Interview to Pierotti
PierottiInterview to Marco A. Pierotti
Fondazione Irccs
Istituto nazionale dei tumori
Scientific Director

Q: What kind of new stimulus is now strategic for your research on cancer?

A:
Cancer is a disease generated by alterations of the genes in our cells. It is therefore very likely that the knowledge of the structure of our genome and the beginning of our understanding of its function will provide a significant advance in our knowledge and management of cancer. In this context our interest, internationally recognized, has been developed along two main lines of investigations which are predicted to bring a significant impact on cancer-related clinical aspects: a molecular classification of cancer based on molecular abnormalities and investigations in the field of inherited tumors. Molecular taxonomy of different cancer types has shown its utility for the development of predictors for cancer progression and treatment response, is fundamental for the so-called “targeted therapy”, and ultimately provides the bases for the molecular diagnosis of cancer. However, new high-throughput technologies scanning the human genome are providing us with a vast array of results and have revealed a high and complex heterogeneity of the disease making virtually impossible to identify homogeneous subgroups showing the same genetic lesions.

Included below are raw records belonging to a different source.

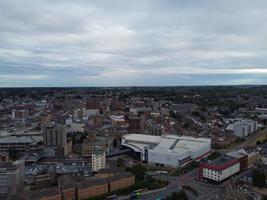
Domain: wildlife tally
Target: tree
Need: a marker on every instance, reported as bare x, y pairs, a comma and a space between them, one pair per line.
120, 163
138, 170
175, 196
115, 143
258, 178
179, 195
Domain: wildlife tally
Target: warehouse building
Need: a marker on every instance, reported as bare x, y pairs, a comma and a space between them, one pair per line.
219, 169
170, 150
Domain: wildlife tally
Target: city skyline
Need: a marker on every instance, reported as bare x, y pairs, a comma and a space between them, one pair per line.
126, 43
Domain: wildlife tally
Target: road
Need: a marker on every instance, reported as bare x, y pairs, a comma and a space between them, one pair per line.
176, 182
250, 141
173, 186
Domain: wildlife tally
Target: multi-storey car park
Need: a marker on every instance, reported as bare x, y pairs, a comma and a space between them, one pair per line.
169, 150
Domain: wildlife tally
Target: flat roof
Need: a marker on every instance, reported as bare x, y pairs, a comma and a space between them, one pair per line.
221, 160
171, 142
21, 139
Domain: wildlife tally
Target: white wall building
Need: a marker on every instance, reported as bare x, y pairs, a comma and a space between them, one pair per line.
243, 128
98, 159
169, 150
220, 168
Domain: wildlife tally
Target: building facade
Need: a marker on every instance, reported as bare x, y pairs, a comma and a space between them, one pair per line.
219, 169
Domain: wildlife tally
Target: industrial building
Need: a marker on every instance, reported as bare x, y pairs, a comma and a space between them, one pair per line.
170, 150
19, 143
243, 128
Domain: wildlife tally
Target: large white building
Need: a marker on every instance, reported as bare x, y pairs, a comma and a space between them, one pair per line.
171, 150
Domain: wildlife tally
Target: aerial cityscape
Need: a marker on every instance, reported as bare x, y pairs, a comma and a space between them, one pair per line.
133, 100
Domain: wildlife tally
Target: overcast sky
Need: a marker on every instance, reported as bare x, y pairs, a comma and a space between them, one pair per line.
132, 42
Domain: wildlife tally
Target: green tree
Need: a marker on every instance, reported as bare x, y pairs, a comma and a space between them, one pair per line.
258, 178
138, 170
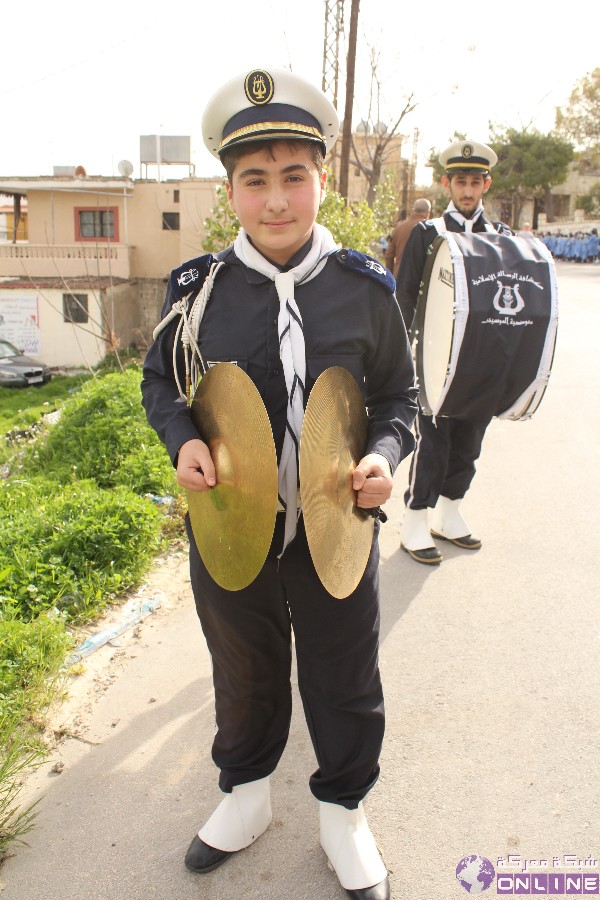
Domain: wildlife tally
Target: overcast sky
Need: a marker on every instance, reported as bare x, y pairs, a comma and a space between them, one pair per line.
80, 84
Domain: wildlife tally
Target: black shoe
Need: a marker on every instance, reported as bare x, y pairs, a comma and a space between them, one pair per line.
468, 542
202, 858
431, 556
379, 891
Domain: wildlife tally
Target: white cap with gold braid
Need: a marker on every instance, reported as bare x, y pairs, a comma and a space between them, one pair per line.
265, 105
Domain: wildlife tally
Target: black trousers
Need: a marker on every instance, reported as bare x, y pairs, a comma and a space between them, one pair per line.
443, 462
248, 634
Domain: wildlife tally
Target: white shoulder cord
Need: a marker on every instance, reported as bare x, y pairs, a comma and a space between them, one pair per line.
188, 330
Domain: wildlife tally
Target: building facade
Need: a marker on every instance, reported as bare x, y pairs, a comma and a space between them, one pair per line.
85, 271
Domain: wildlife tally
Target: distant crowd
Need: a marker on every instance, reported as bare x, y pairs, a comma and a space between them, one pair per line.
580, 246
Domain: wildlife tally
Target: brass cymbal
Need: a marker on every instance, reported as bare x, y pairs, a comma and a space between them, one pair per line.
233, 522
333, 441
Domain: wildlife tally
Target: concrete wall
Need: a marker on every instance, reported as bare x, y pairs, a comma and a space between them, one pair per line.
33, 320
157, 251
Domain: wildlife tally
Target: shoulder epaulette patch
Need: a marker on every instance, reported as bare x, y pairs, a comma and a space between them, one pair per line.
189, 276
367, 265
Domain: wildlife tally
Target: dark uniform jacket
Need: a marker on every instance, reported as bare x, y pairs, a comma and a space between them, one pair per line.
350, 318
415, 254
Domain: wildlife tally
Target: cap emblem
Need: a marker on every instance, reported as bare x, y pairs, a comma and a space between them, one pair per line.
259, 87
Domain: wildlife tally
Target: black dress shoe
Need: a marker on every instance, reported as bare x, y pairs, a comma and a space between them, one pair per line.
430, 556
202, 858
468, 542
379, 891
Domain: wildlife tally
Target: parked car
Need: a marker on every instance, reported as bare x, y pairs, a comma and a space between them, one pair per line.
17, 370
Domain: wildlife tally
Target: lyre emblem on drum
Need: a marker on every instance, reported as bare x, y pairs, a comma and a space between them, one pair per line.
503, 299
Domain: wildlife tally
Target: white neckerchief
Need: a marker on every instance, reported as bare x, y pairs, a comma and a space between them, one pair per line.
462, 220
292, 352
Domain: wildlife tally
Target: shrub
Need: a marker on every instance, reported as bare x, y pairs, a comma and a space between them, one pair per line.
103, 434
74, 546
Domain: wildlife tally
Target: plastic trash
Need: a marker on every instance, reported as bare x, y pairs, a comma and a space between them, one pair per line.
107, 634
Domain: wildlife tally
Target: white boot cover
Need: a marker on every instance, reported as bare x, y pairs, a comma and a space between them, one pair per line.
240, 818
447, 520
415, 530
350, 846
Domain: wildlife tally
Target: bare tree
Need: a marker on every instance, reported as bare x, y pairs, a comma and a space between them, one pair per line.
347, 130
377, 135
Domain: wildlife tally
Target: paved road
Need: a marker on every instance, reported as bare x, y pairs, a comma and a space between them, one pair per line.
492, 678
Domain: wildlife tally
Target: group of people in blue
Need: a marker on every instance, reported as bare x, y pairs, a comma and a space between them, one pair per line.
581, 246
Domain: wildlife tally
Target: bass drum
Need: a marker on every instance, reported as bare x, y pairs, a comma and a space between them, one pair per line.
485, 326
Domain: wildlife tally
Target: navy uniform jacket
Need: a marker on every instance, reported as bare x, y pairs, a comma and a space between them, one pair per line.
350, 318
415, 254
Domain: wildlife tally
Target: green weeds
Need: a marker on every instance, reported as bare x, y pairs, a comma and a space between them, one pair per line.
76, 533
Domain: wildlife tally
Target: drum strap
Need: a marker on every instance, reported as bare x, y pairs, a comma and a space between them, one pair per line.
441, 228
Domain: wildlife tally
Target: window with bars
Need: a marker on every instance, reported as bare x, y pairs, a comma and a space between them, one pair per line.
75, 308
170, 221
97, 224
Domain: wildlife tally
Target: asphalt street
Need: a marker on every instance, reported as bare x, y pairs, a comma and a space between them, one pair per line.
491, 672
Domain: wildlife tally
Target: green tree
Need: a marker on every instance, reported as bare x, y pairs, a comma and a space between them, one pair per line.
579, 121
221, 226
529, 165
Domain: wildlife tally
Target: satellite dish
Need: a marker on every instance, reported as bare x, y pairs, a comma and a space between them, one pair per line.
125, 168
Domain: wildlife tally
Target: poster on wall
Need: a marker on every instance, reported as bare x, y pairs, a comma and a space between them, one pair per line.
20, 322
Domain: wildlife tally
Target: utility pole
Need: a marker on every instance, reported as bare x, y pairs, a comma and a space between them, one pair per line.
334, 28
350, 69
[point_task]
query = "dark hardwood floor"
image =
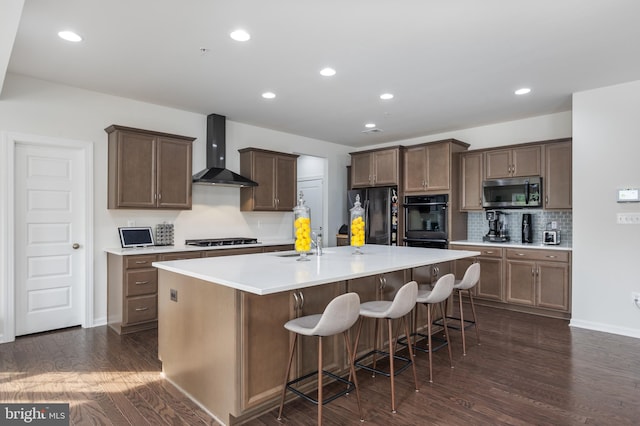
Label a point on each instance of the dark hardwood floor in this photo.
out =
(528, 370)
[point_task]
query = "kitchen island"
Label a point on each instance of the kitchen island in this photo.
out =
(221, 338)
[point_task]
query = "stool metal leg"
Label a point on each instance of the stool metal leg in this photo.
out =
(351, 355)
(286, 374)
(320, 398)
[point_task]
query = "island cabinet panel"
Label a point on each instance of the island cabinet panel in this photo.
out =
(148, 170)
(276, 175)
(371, 288)
(265, 341)
(514, 162)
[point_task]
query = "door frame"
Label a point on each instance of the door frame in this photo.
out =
(9, 141)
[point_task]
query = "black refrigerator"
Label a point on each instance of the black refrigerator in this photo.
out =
(380, 213)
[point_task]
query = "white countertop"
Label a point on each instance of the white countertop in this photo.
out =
(184, 248)
(267, 273)
(511, 244)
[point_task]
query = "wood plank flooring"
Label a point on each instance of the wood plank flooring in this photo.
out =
(528, 370)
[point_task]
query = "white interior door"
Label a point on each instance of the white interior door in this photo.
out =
(50, 266)
(312, 190)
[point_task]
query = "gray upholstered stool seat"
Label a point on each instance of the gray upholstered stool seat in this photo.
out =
(437, 296)
(401, 305)
(466, 284)
(338, 317)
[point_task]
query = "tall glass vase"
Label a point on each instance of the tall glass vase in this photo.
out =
(357, 226)
(302, 228)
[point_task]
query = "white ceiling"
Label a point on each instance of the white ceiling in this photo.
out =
(452, 64)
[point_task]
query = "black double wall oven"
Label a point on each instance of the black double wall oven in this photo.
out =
(425, 218)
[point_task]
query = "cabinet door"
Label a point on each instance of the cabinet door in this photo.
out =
(521, 282)
(135, 171)
(174, 174)
(557, 179)
(385, 167)
(490, 285)
(361, 173)
(527, 161)
(314, 300)
(471, 191)
(286, 181)
(415, 169)
(553, 285)
(264, 345)
(497, 164)
(264, 172)
(438, 167)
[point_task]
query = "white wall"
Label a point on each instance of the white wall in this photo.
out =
(41, 108)
(544, 127)
(606, 155)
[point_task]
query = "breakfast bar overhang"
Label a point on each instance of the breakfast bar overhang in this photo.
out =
(221, 338)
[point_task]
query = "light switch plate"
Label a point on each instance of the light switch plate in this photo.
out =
(628, 218)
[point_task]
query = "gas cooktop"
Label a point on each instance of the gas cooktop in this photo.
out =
(213, 242)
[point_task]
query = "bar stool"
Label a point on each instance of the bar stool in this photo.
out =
(468, 281)
(403, 302)
(338, 317)
(437, 296)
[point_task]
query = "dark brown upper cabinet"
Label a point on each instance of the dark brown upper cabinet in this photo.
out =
(148, 170)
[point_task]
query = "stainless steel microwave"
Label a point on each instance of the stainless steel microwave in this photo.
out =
(512, 193)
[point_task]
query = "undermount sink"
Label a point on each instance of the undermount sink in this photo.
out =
(293, 254)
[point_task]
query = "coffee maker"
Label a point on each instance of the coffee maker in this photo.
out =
(497, 227)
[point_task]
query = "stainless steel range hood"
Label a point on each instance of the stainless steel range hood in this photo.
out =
(216, 173)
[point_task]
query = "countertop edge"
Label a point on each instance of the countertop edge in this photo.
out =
(535, 246)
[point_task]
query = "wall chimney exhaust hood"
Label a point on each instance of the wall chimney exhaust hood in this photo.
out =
(216, 173)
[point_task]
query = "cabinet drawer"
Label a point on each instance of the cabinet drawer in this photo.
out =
(484, 250)
(546, 255)
(142, 261)
(141, 281)
(181, 255)
(140, 309)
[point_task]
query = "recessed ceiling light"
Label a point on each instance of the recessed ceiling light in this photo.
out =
(240, 35)
(327, 72)
(69, 36)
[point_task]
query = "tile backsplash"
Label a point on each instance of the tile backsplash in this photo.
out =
(477, 224)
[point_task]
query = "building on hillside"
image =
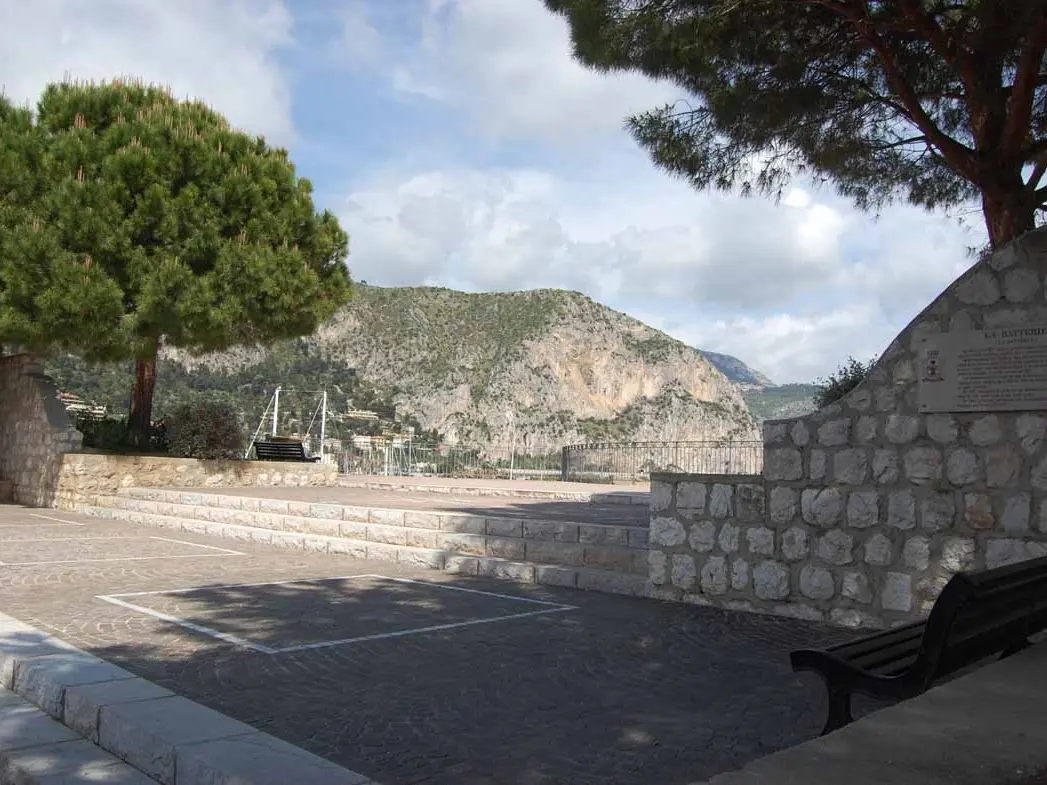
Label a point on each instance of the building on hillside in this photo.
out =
(76, 407)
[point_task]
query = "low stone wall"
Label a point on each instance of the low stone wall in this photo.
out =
(85, 478)
(866, 508)
(35, 432)
(713, 543)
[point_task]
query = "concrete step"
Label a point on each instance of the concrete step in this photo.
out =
(373, 523)
(569, 492)
(546, 561)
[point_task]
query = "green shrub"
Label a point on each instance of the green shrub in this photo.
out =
(207, 430)
(104, 433)
(110, 433)
(843, 381)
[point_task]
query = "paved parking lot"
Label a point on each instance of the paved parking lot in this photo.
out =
(403, 675)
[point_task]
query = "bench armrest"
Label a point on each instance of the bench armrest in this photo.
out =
(837, 672)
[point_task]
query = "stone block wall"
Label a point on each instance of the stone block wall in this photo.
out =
(35, 431)
(870, 506)
(85, 478)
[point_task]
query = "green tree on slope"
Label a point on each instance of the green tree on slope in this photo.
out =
(132, 220)
(939, 101)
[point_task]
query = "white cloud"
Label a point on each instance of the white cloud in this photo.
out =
(508, 64)
(792, 289)
(222, 52)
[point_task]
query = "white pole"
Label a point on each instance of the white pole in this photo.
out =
(512, 444)
(322, 426)
(275, 409)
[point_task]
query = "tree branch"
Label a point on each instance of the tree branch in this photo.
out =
(1020, 105)
(959, 156)
(1038, 172)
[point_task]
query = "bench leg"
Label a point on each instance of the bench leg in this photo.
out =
(839, 710)
(1015, 648)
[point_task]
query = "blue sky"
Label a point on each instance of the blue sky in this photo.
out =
(461, 146)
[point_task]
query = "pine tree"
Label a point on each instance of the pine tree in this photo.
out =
(937, 101)
(133, 220)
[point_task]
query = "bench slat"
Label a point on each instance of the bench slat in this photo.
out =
(901, 650)
(977, 615)
(877, 641)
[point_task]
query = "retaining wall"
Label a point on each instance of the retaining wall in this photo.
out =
(866, 508)
(85, 479)
(35, 432)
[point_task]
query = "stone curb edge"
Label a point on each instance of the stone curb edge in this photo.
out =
(595, 497)
(165, 737)
(444, 519)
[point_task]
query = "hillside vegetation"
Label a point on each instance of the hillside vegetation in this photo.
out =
(553, 365)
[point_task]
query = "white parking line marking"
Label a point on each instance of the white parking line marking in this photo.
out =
(115, 600)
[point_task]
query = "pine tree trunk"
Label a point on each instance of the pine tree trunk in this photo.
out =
(1008, 215)
(140, 422)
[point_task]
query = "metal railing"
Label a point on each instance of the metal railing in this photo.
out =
(411, 460)
(613, 462)
(635, 461)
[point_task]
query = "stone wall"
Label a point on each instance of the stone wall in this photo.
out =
(869, 506)
(35, 431)
(85, 477)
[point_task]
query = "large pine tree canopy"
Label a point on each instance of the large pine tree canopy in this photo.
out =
(936, 101)
(131, 219)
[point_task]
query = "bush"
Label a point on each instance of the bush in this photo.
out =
(205, 430)
(111, 434)
(843, 381)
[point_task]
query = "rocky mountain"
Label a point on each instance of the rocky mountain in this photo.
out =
(553, 366)
(736, 371)
(765, 400)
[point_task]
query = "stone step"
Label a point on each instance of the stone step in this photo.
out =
(553, 542)
(249, 510)
(490, 563)
(596, 497)
(450, 489)
(423, 518)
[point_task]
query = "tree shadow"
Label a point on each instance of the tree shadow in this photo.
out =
(621, 690)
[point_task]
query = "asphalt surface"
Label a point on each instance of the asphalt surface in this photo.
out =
(414, 680)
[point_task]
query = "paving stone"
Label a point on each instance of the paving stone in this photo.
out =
(67, 763)
(258, 759)
(522, 679)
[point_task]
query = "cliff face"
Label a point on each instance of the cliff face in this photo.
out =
(556, 365)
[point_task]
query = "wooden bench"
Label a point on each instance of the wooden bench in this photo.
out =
(283, 450)
(977, 614)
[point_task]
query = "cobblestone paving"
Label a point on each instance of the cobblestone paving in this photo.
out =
(487, 506)
(617, 690)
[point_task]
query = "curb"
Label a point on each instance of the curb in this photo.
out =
(565, 576)
(594, 497)
(78, 698)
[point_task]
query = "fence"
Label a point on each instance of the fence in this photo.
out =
(621, 462)
(411, 460)
(635, 461)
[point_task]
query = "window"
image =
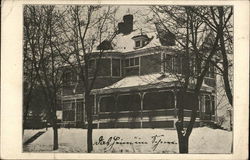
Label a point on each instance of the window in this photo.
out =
(107, 104)
(137, 44)
(116, 67)
(91, 67)
(132, 66)
(207, 105)
(177, 64)
(213, 105)
(69, 77)
(69, 111)
(168, 63)
(187, 100)
(137, 61)
(129, 102)
(79, 110)
(104, 67)
(210, 72)
(158, 100)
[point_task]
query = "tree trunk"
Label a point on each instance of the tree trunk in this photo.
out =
(54, 125)
(183, 143)
(90, 126)
(182, 139)
(55, 130)
(224, 57)
(89, 136)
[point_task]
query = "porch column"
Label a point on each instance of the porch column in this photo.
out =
(98, 110)
(175, 104)
(75, 112)
(142, 98)
(211, 106)
(200, 105)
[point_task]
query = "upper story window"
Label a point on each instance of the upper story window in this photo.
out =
(69, 77)
(116, 67)
(141, 40)
(211, 71)
(137, 44)
(173, 64)
(132, 66)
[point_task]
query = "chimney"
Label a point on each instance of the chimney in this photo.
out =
(126, 26)
(165, 36)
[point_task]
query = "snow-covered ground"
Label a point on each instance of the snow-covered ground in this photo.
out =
(28, 133)
(202, 140)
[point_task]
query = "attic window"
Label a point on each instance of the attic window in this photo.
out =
(140, 40)
(137, 44)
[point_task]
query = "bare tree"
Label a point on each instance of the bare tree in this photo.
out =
(39, 32)
(191, 36)
(219, 19)
(85, 28)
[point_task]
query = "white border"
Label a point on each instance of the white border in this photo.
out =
(11, 83)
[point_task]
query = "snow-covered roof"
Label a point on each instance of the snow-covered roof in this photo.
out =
(125, 43)
(157, 80)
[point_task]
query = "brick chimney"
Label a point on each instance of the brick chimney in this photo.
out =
(126, 26)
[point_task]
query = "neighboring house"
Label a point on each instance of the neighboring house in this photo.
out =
(137, 84)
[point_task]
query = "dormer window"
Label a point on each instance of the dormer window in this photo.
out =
(140, 41)
(137, 44)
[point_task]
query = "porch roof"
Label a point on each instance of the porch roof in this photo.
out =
(144, 82)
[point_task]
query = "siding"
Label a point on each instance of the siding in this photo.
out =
(154, 61)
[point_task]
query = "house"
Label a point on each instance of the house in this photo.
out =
(137, 85)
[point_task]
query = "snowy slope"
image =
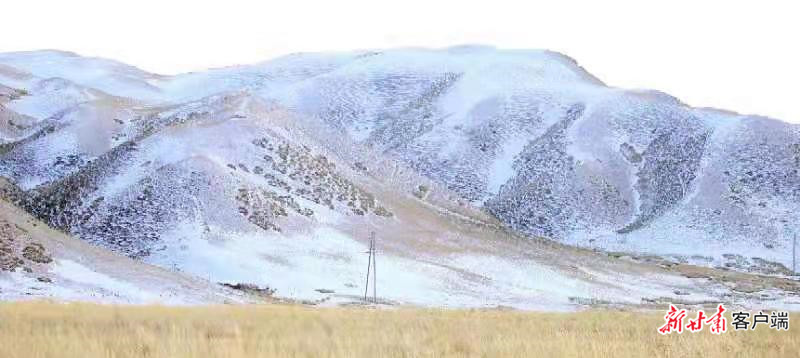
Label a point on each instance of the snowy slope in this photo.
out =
(275, 173)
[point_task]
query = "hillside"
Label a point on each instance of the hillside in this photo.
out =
(489, 177)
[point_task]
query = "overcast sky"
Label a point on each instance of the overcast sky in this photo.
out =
(725, 54)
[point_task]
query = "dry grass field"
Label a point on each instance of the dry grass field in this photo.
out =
(85, 330)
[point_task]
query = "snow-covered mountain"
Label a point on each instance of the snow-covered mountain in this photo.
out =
(459, 159)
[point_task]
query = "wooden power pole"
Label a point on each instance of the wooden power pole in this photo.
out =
(371, 266)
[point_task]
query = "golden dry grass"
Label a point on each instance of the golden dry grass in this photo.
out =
(84, 330)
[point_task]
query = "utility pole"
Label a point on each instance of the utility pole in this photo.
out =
(374, 268)
(371, 265)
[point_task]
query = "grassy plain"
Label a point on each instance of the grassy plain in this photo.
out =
(39, 329)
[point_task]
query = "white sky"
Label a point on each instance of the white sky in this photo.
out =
(725, 54)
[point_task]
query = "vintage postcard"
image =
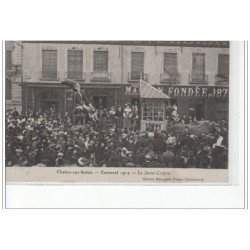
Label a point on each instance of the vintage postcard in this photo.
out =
(146, 112)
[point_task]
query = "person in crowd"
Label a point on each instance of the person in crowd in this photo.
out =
(51, 139)
(127, 115)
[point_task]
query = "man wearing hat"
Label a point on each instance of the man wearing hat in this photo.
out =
(127, 115)
(119, 117)
(19, 159)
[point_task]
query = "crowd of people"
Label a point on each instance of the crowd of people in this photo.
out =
(110, 138)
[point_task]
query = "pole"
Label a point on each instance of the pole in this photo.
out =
(140, 104)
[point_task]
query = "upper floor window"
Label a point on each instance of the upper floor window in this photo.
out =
(137, 65)
(223, 65)
(170, 63)
(198, 68)
(100, 61)
(8, 89)
(49, 64)
(75, 64)
(8, 59)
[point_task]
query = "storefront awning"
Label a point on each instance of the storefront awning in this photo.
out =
(147, 91)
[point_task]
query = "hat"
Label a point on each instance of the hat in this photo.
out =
(151, 135)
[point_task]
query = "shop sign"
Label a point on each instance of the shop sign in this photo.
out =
(196, 91)
(131, 90)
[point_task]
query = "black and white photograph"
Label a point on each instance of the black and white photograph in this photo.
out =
(115, 107)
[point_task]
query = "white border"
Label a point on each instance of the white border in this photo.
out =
(108, 196)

Q: How do you overcome this critical point?

A: We will contribute to solve this problem by focusing on two “big killers”: breast cancer, which is the commonest cancer type in women, and colon cancer. Both of them have a strong psychological and social impact and constitute a relevant problem for Public Health. We propose to challenge the concept that a genetic heterogeneity could be reduced to a more homogeneous sub-grouping of different tumors of the same type from a gene expression analysis of coding and non-coding RNAs (miRNA). Expression data will be integrated together with a genome-wide gene copy number assessment (CGH) and a large scale methylation analysis to highlight relevant genetic elements not yet associated to cancer. We will also explore the possibility to highlight altered genetic mechanisms by using an in silico search of autocrine/paracrine loops involving cognate receptor/ligand pairs which will be biologically validated.

Q: Have you achieved results?

A: We already successfully applied the method and found new receptor/ligand pairs in ovary cancer. Our ultimate aim is to identify the key players of the molecular sub-groups in the different analyzed tumor types and to functionally validate these genetic elements that could be subsequently used to identify widely shared elements for a targeted therapy. As for the inherited cancer we have developed a multidisciplinary approach involving genetists, molecular biologists, psychologists and clinicians with different expertise following the concept of a Family Cancer Clinics. We have pioneered the field since 1995 and are currently following more than 500 Italian families affected by hereditary breast cancer (gene BRCA 1 and 2) and also a large number of families with hereditary colon cancer.

Q: Is this approach shared by many groups abroad?

A: This activity is formalized in one of the few available example of a Department of Predictive and Preventive Medicine. We want, in fact, not only to evaluate the genetic risk to develop cancer but also to provide answer to develop effective preventive, early diagnosis and eventually tailored therapy for this field of diseases.